On October 7th and 8th of this year, Dr. Guillermo Reyes performed the procedures utilizing the new PHOENIX System technology in Madrid, Spain, during an investigator meeting. “Survival rates have significantly improved for persons with coronary artery disease; however as this population lives longer they can outlive the effectiveness of their prior therapy,” stated Dr. Reyes. “Clinicians are faced with an expanding population of symptomatic patients with no option for conventional treatments. Stem cell therapy with the Cardiogenesis technology has great promise as a solution for this growing clinical problem,” Dr. Reyes then added.
In a TMR procedure, a doctor uses a carbon dioxide laser to create channels inside of the left ventricle to increase blood flow to the heart, and by increasing oxygen to the walls of the heart, pain is lessened. Doctors are able to do all of this through a tiny incision in the left of the chest. While TMR has been proven to reduce angina amongst the majority of coronary artery disease patients, researchers hope that the additional injection of autologous stem cells may provide even greater angina minimization, as well as improved cardiac functioning amongst the inoperable patients.

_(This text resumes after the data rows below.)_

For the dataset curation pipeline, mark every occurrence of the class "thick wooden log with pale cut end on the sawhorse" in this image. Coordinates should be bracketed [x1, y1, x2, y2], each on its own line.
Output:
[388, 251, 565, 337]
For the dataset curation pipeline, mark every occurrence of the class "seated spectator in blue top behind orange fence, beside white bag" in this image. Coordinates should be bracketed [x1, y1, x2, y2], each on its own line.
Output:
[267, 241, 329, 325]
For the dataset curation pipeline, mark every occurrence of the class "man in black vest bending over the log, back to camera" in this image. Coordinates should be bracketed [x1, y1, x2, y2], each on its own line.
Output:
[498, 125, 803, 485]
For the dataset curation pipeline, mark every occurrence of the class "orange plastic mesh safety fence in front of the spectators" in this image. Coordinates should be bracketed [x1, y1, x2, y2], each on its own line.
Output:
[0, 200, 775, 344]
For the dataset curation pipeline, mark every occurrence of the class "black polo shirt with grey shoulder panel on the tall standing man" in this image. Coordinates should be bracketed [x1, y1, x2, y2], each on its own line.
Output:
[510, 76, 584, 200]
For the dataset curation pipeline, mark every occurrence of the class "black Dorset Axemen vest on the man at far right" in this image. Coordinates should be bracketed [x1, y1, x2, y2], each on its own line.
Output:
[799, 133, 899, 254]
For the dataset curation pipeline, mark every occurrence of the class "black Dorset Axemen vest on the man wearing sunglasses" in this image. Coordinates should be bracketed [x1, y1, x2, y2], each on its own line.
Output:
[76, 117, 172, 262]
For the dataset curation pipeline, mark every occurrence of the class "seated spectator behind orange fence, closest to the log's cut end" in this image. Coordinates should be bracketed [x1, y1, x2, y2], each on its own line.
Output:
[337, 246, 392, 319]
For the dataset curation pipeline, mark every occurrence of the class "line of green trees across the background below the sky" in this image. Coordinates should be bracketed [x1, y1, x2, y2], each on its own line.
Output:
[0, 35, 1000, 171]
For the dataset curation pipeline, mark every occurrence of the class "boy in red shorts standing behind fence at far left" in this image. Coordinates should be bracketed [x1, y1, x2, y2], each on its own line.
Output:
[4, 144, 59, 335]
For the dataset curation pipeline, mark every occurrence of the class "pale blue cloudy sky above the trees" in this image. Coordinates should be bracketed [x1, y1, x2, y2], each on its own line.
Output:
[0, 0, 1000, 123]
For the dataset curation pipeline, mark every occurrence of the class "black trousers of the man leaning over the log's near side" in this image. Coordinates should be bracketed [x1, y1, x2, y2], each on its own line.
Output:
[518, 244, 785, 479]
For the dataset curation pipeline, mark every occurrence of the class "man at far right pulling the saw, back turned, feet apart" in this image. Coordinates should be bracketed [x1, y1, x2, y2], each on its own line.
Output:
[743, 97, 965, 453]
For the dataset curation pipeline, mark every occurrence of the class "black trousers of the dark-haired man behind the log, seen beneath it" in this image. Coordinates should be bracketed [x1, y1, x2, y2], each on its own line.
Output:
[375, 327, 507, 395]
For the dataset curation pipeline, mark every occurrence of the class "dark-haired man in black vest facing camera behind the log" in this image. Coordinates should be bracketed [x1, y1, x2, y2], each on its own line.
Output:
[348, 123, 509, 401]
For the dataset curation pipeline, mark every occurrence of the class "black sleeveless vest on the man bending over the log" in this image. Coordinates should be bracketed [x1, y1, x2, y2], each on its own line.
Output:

“This is a significant milestone,” commented Cardiogenesis Executive Chairman Paul McCormick. “We will provide the early results of this feasibility study along with the pre-clinical testing being conducted at the Stem Cell Center of the Texas Heart Institute, to support our request to begin a multi-center IDE pivotal trial in the U.S. for the PHOENIX System.” Mr. McCormick believes the PHOENIX System will provide a proprietary growth opportunity for Cardiogenesis, as well as providing effective therapy for inoperable patients with coronary artery disease.
Preeminent researchers planning to participate in this study come from five medical centers across Europe and Asia, including France, India, Italy, Russia, and Spain. Cardiogenesis plans to commence clinical testing at these centers in the upcoming weeks.